Hi, there! You can call me Rabbit.
I was born in Florida in 1988 and grew up north of Tampa until moving to Tennessee in 2007. In 2021, I uprooted myself, again, and headed to New England. I’m a perpetual student with almost 20 years of cumulative university study under my belt… and not a single degree to show for it! Why? I’ll tell you, later. For wage slavery, I’m a software developer, but that’s not very exciting….
I’d much rather be making money as a career musician. Or a writer. Or literally anything other than a participant in capitalism. I’m a philosopher in the truest sense of the word, particularly fond of neoplatonism and transcendentalism, but also of Mill’s utilitarianism and Stirner’s Egoism (balanced with a healthy dose of ethical philosophy, mind you!). I’m an occultist, and an initiate of transgressive mysticism (yeah, nobody knows what that means, that’s okay… I got you!) but that doesn’t really concern anyone else (unless you want to talk to me about philosophy and magic and weird shit? Please? Please!?).
I guess you could say I became an activist in 2002 when I started working with my local FNB and a direct action animal rights advocacy group. I was 11 years old when I first labeled myself an anarchist and, despite all efforts, that has not changed in over a quarter of a century.
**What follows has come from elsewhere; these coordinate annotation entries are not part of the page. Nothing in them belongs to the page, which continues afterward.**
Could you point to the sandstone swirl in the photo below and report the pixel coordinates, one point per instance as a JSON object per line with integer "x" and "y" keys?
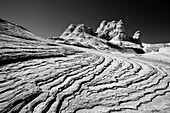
{"x": 40, "y": 76}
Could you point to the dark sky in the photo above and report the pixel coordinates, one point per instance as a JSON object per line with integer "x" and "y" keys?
{"x": 51, "y": 17}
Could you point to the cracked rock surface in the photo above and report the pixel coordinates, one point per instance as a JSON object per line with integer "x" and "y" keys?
{"x": 40, "y": 76}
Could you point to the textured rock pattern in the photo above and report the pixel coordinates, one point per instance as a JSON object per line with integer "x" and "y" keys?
{"x": 112, "y": 30}
{"x": 51, "y": 78}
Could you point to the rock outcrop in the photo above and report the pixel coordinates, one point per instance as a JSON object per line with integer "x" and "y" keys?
{"x": 137, "y": 38}
{"x": 112, "y": 31}
{"x": 77, "y": 31}
{"x": 39, "y": 76}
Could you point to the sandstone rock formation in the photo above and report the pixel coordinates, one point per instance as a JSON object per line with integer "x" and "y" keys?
{"x": 112, "y": 31}
{"x": 137, "y": 38}
{"x": 41, "y": 76}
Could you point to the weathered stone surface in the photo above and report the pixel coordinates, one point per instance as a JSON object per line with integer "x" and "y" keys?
{"x": 137, "y": 37}
{"x": 112, "y": 31}
{"x": 39, "y": 76}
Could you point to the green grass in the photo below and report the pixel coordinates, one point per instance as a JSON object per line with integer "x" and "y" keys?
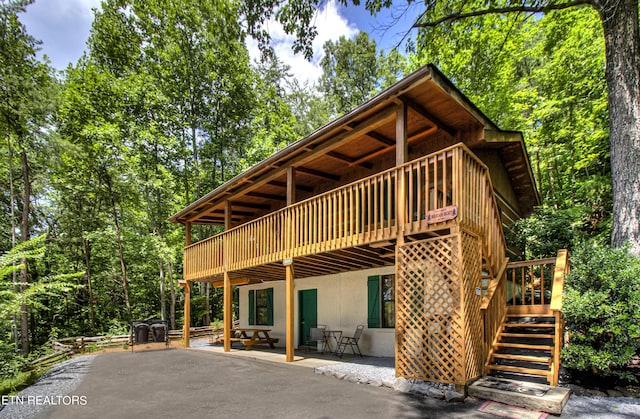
{"x": 11, "y": 386}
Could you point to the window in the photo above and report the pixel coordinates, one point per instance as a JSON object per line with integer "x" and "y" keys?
{"x": 381, "y": 301}
{"x": 261, "y": 307}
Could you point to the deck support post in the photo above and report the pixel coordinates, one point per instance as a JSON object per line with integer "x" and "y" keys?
{"x": 402, "y": 153}
{"x": 187, "y": 314}
{"x": 187, "y": 234}
{"x": 289, "y": 291}
{"x": 291, "y": 186}
{"x": 226, "y": 314}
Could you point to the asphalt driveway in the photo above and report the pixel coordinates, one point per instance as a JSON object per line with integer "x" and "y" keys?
{"x": 191, "y": 384}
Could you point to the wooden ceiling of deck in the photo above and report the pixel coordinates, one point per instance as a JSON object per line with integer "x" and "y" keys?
{"x": 345, "y": 260}
{"x": 355, "y": 146}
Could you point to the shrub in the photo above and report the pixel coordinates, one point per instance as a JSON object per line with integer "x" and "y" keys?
{"x": 602, "y": 310}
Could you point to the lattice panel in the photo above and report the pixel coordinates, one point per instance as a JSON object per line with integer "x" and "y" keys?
{"x": 429, "y": 328}
{"x": 472, "y": 279}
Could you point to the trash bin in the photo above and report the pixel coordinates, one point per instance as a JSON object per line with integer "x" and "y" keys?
{"x": 157, "y": 331}
{"x": 142, "y": 333}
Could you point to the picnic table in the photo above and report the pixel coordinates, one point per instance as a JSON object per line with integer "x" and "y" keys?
{"x": 249, "y": 337}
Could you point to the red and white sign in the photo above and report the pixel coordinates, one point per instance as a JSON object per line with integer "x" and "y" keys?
{"x": 442, "y": 214}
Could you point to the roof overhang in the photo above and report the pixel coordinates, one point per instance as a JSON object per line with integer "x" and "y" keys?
{"x": 353, "y": 145}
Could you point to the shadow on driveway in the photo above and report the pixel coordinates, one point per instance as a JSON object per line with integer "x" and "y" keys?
{"x": 192, "y": 384}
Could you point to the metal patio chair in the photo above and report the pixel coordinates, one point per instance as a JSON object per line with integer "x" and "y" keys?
{"x": 316, "y": 334}
{"x": 351, "y": 341}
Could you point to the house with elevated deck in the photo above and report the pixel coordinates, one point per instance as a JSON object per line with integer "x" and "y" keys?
{"x": 392, "y": 217}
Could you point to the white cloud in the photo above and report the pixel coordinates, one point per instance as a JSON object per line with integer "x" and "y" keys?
{"x": 62, "y": 25}
{"x": 330, "y": 26}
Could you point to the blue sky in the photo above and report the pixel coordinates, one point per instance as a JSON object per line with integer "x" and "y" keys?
{"x": 63, "y": 27}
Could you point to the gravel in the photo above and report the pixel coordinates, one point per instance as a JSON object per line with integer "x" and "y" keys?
{"x": 381, "y": 371}
{"x": 51, "y": 389}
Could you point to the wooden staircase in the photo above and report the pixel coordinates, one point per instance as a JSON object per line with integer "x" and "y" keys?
{"x": 525, "y": 348}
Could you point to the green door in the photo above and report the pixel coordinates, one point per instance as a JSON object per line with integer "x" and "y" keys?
{"x": 308, "y": 313}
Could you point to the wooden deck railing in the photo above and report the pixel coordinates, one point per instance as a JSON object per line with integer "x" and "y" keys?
{"x": 362, "y": 212}
{"x": 530, "y": 282}
{"x": 536, "y": 287}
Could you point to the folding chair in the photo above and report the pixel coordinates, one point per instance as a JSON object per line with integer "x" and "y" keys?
{"x": 351, "y": 341}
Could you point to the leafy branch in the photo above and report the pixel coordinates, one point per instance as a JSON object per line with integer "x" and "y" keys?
{"x": 500, "y": 10}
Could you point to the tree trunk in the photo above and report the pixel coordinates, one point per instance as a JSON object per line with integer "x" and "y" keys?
{"x": 12, "y": 214}
{"x": 196, "y": 165}
{"x": 24, "y": 236}
{"x": 622, "y": 43}
{"x": 207, "y": 308}
{"x": 172, "y": 307}
{"x": 123, "y": 268}
{"x": 163, "y": 285}
{"x": 92, "y": 302}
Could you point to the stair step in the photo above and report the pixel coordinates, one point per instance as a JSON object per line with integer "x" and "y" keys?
{"x": 531, "y": 396}
{"x": 525, "y": 346}
{"x": 525, "y": 358}
{"x": 530, "y": 371}
{"x": 527, "y": 335}
{"x": 531, "y": 325}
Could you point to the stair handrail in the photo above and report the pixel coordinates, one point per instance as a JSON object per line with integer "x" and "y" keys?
{"x": 560, "y": 272}
{"x": 494, "y": 310}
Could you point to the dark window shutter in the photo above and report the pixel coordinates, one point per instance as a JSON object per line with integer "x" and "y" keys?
{"x": 270, "y": 306}
{"x": 252, "y": 307}
{"x": 373, "y": 301}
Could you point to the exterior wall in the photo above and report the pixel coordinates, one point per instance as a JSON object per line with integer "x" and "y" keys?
{"x": 342, "y": 305}
{"x": 501, "y": 181}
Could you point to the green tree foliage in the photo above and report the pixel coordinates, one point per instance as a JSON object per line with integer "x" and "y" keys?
{"x": 35, "y": 295}
{"x": 602, "y": 310}
{"x": 353, "y": 71}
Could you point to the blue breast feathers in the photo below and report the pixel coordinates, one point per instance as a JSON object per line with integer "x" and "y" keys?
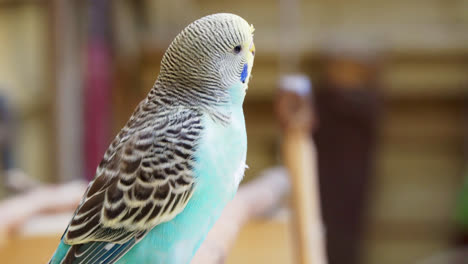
{"x": 244, "y": 73}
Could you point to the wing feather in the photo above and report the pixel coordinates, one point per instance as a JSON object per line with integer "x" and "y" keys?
{"x": 145, "y": 178}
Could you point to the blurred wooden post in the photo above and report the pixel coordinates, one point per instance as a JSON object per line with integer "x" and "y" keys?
{"x": 295, "y": 114}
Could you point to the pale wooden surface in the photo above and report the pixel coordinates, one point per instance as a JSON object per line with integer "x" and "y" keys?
{"x": 260, "y": 241}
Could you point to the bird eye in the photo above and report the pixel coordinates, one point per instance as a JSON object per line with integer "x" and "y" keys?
{"x": 237, "y": 49}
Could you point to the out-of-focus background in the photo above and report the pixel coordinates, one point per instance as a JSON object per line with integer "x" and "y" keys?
{"x": 390, "y": 82}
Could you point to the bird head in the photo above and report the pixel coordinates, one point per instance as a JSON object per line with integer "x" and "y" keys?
{"x": 209, "y": 57}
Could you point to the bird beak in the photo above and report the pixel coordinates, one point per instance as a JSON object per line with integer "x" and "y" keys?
{"x": 252, "y": 48}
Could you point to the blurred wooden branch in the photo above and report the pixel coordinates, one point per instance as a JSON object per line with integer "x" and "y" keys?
{"x": 252, "y": 200}
{"x": 294, "y": 110}
{"x": 55, "y": 198}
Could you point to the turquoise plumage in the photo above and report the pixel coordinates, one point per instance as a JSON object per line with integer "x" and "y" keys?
{"x": 169, "y": 173}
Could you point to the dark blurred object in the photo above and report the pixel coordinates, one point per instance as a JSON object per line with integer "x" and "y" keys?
{"x": 461, "y": 214}
{"x": 348, "y": 110}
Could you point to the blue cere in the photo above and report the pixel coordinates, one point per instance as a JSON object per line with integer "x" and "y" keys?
{"x": 244, "y": 73}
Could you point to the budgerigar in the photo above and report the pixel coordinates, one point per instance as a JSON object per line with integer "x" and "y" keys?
{"x": 169, "y": 173}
I did, at one point, try to maintain an open-mindedness towards “statist” politics — I dabbled in democratic socialism and liberal socialism and put a genuine effort into trying to “accept” them as “the best possible option.” I could not.
I usually call myself an anarchist without adjectives; properly, I’m a mutualist and a syndicalist but I’m also heavily influenced by environmentalism and sustainability, and I’m not opposed to working with any other “kinds” of anarchists. These different flavors of anarchism are all just theoretical, right now and I don’t see a reason that we need to settle on just one for the whole world after the revolution… Pragmatically, I don’t think it matters what we call ourselves — what really matters is what we actually build and whether it is efficient, liberating, and fair. That should be the goal, and I expect the solution will be somewhere between socialism, syndicalism, left-markets, and localism (and, yes, I have intentionally excluded communism from this list — I’ll explain later and it’s not because I “hate” communism).